100 Years of Freethought by David Tribe. London: Elek Books Ltd.,1967. PP 259. 42/-
This book has much to commend it, at the same time it is rather a difficult work on which to comment. Central to it is the hundred years existence of the National Secular Society, but it is not really a history of the organisation.
The title thus misleads. It suggests to the casual bookshop browser that it is a history, the author, however, hotly denies this, claiming instead his work to be a social document. Yet whatever the author may or may not think, the theories associated with freethought in general and the NSS in particular cannot be seen in isolation from their historic context. This the author is forced to see as we gather from the amount of historical detail the work includes. Unfortunately in seeking to compile a social document and being forced, so it appears, against his own will to include a large amount of historical data, Mr. Tribe fails to give us a really satisfactory contribution to an important but little recognised part of recent history.

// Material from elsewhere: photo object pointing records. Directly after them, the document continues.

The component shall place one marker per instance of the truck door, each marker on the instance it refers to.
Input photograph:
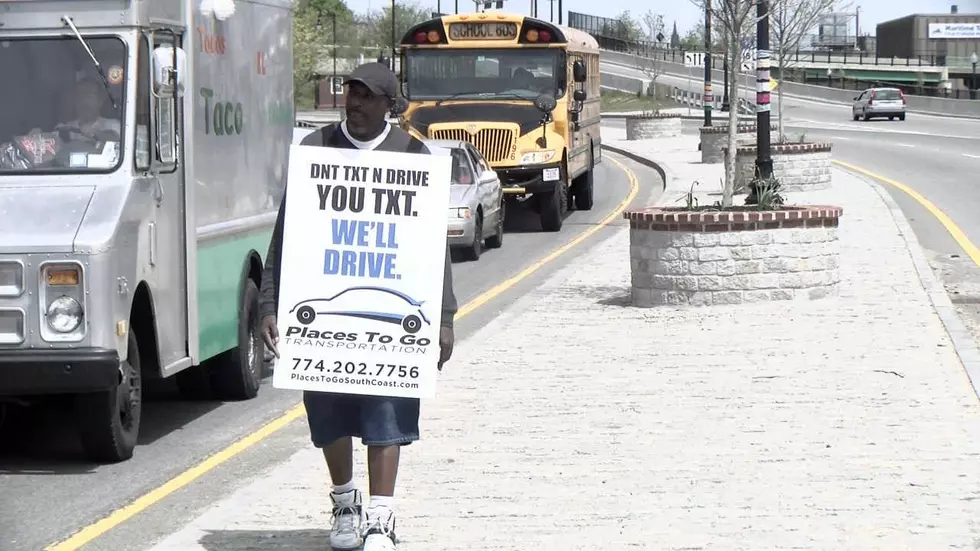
(166, 229)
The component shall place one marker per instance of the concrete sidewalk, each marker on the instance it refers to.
(575, 422)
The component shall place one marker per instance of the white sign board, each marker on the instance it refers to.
(954, 30)
(363, 255)
(748, 60)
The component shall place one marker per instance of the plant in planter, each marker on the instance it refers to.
(653, 123)
(701, 255)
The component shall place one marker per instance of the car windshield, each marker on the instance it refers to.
(462, 173)
(484, 74)
(58, 115)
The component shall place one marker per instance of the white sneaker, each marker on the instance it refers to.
(380, 532)
(345, 532)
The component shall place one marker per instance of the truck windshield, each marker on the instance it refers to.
(498, 74)
(56, 112)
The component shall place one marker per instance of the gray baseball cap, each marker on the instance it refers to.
(377, 77)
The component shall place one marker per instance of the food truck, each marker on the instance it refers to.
(143, 155)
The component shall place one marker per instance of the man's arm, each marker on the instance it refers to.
(269, 291)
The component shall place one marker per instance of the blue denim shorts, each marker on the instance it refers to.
(376, 420)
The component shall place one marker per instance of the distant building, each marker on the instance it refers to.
(939, 39)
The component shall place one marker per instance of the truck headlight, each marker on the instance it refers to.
(537, 157)
(64, 314)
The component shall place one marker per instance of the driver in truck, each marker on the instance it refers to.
(90, 97)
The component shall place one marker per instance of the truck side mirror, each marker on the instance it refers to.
(578, 71)
(169, 65)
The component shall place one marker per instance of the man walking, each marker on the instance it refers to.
(383, 423)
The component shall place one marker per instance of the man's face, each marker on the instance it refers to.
(365, 111)
(88, 101)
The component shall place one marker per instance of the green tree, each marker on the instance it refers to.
(312, 40)
(378, 28)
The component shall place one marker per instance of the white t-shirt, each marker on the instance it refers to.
(366, 145)
(98, 125)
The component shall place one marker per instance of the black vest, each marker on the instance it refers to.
(397, 140)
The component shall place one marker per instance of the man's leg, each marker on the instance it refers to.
(333, 420)
(386, 425)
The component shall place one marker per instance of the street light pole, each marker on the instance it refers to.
(333, 79)
(973, 81)
(763, 162)
(708, 98)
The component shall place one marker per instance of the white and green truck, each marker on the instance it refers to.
(143, 155)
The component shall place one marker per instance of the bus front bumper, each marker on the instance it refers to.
(530, 179)
(33, 372)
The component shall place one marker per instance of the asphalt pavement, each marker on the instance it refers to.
(49, 494)
(937, 157)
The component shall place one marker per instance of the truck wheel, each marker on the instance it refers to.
(473, 251)
(583, 187)
(553, 206)
(109, 420)
(236, 374)
(496, 240)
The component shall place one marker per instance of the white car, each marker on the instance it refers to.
(879, 102)
(476, 200)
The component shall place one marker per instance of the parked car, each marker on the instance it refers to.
(879, 102)
(476, 200)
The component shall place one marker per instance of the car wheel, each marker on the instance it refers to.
(472, 252)
(109, 420)
(305, 315)
(496, 240)
(411, 324)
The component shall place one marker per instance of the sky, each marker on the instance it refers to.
(686, 14)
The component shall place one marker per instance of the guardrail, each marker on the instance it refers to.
(916, 104)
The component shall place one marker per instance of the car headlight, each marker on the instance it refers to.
(536, 157)
(64, 314)
(461, 212)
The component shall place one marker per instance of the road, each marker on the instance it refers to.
(48, 494)
(938, 157)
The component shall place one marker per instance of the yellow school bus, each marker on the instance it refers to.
(523, 91)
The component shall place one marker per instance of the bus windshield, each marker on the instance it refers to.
(489, 74)
(57, 113)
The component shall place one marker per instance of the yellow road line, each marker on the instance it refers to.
(119, 516)
(954, 231)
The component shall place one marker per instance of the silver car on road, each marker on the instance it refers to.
(476, 200)
(879, 102)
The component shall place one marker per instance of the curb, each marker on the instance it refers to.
(966, 349)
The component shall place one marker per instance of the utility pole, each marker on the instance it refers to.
(393, 39)
(763, 163)
(708, 97)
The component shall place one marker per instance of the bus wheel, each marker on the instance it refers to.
(235, 375)
(583, 187)
(553, 206)
(109, 420)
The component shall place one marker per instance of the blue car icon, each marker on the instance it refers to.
(399, 308)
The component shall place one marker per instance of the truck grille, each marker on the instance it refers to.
(11, 327)
(11, 279)
(494, 143)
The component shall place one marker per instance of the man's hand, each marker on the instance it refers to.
(270, 334)
(446, 341)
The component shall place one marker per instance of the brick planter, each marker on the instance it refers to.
(644, 127)
(715, 138)
(799, 167)
(689, 258)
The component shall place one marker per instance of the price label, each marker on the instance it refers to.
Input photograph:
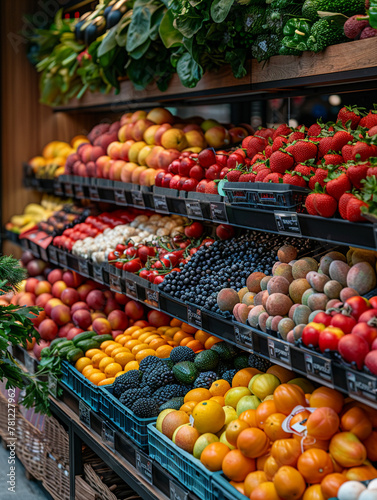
(362, 386)
(93, 193)
(144, 466)
(194, 316)
(84, 267)
(115, 283)
(218, 211)
(137, 199)
(319, 367)
(287, 223)
(194, 209)
(160, 204)
(29, 364)
(279, 352)
(52, 386)
(120, 197)
(84, 413)
(244, 337)
(153, 298)
(108, 435)
(177, 492)
(131, 289)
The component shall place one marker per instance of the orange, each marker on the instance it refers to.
(104, 362)
(82, 363)
(213, 455)
(211, 341)
(123, 358)
(236, 466)
(107, 381)
(164, 351)
(219, 387)
(97, 358)
(96, 378)
(197, 395)
(92, 352)
(243, 377)
(112, 369)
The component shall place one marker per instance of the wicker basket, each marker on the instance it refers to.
(56, 478)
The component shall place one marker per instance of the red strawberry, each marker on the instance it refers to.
(349, 113)
(295, 180)
(319, 176)
(302, 151)
(281, 161)
(309, 204)
(273, 177)
(262, 174)
(279, 142)
(356, 173)
(333, 159)
(325, 204)
(340, 139)
(325, 145)
(343, 202)
(353, 210)
(338, 186)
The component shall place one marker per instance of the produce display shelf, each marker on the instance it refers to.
(339, 67)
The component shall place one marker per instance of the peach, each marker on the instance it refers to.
(174, 138)
(69, 296)
(101, 326)
(51, 304)
(96, 300)
(160, 115)
(195, 138)
(55, 275)
(48, 329)
(217, 137)
(118, 320)
(61, 315)
(82, 319)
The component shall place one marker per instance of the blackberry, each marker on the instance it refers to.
(228, 376)
(145, 408)
(205, 380)
(129, 380)
(182, 353)
(261, 364)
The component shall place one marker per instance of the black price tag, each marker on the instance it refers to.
(362, 386)
(194, 209)
(108, 435)
(177, 492)
(160, 204)
(218, 211)
(84, 413)
(244, 337)
(319, 368)
(137, 199)
(120, 197)
(52, 386)
(153, 298)
(115, 283)
(84, 267)
(194, 316)
(131, 289)
(287, 223)
(144, 466)
(279, 352)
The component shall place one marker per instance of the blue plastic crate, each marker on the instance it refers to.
(135, 427)
(80, 385)
(183, 466)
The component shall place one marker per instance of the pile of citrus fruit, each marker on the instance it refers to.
(275, 436)
(114, 357)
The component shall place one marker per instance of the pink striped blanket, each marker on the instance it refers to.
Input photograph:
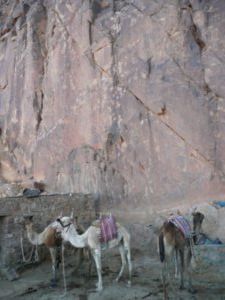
(108, 228)
(182, 224)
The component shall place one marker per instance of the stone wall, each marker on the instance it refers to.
(124, 99)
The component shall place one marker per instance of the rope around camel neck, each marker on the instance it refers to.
(36, 258)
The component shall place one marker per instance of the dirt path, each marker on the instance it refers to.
(34, 283)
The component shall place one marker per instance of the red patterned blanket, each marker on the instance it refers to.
(108, 228)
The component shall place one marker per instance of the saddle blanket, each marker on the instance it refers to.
(108, 228)
(182, 224)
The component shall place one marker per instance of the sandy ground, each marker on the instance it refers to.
(34, 283)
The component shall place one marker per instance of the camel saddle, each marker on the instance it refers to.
(182, 224)
(108, 228)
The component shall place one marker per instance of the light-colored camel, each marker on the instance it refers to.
(91, 238)
(171, 242)
(52, 240)
(48, 237)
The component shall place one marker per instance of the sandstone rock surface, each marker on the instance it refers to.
(121, 99)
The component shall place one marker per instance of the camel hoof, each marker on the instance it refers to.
(192, 290)
(53, 283)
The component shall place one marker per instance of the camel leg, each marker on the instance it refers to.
(63, 269)
(176, 263)
(53, 257)
(190, 287)
(123, 260)
(181, 269)
(164, 276)
(97, 257)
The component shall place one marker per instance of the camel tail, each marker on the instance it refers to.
(161, 248)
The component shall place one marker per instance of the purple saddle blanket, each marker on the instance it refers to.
(108, 228)
(182, 224)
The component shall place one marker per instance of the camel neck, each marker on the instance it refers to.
(72, 236)
(34, 237)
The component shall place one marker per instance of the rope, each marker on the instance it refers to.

In noting that the subject matter on which he writes is, “too vast”, the author cites the most telling criticism against his book. One is tempted to suggest that the work would have been far better if Mr. Tribe had set his sights a little lower and given us more detailed information on fewer themes.
There is lacking from the pages of 100 Years of Freethought certain information that would clarify some nagging questions about fairly recent NSS history. Why, for example, did his own immediate predecessor as President leave the Society? Why no mention of the short, stormy period when P.V. Morris was NSS General Secretary — indeed Morris is not mentioned.? Why was G.H. Taylor, NSS Executive Committee member and author of the valuable Chronology of British Secularism expelled from the Society? It is no answer to questions such as these, and there are many more one could ask, to claim that the work is not strictly an historical essay. The NSS is after all central to its theme.
Several other points made by Mr. Tribe are open to question, not least – his explanation of Paine’s dismissal from his post as excise officer. Likewise one could question the rather cavalier contention that The Age of Reason is not a work of scholarship. By today’s standards it may not be but by the standards of the eighteenth century it certainly was and men of the calibre of Bishop Watson gave it their serious attention. Watson also attempted an answer to Gibbon’s Beeline and Fall… It is interesting to note in passing that another Bishop, Colenso„ certainly incorporated some of Paine’s ideas in his controversial theological works,without acknowledgement of course, but is not cast aside by Mr. Tribe as showing in those works a lack of scholarship.
Mr. Tribe’s work is sectionalised allowing the author to present much of his subject matter in short sketches. These sketches are historical, in the main, in outline and taken as a whole we begin to see that in recent years the NSS has acted increasingly as a medium for uniting various groups interested in aspects of social reform so that they campaign. as a unit instead of a scattered collection of organisations each operating in seeming isolation from the others. Important as such a role is in its present limited way, and if extended it could possibly bring in, or speed up the bringing about of, much needed changes, it does raise fundamental questions bearing on the future role of the NSS, questions not adequately entered into by the author.
100 Years of Freethought is an important reference work, well printed, ironically in view of its subject matter in Eire, and reasonably priced. One tends to think that illustrations would have improved it but probably its price would then have shot up. Anyone interested in the history of freethought should get a copy, however, having said this one is forced to add that the sad fact remains, the history of the past 100 years of freethought still remains to be written.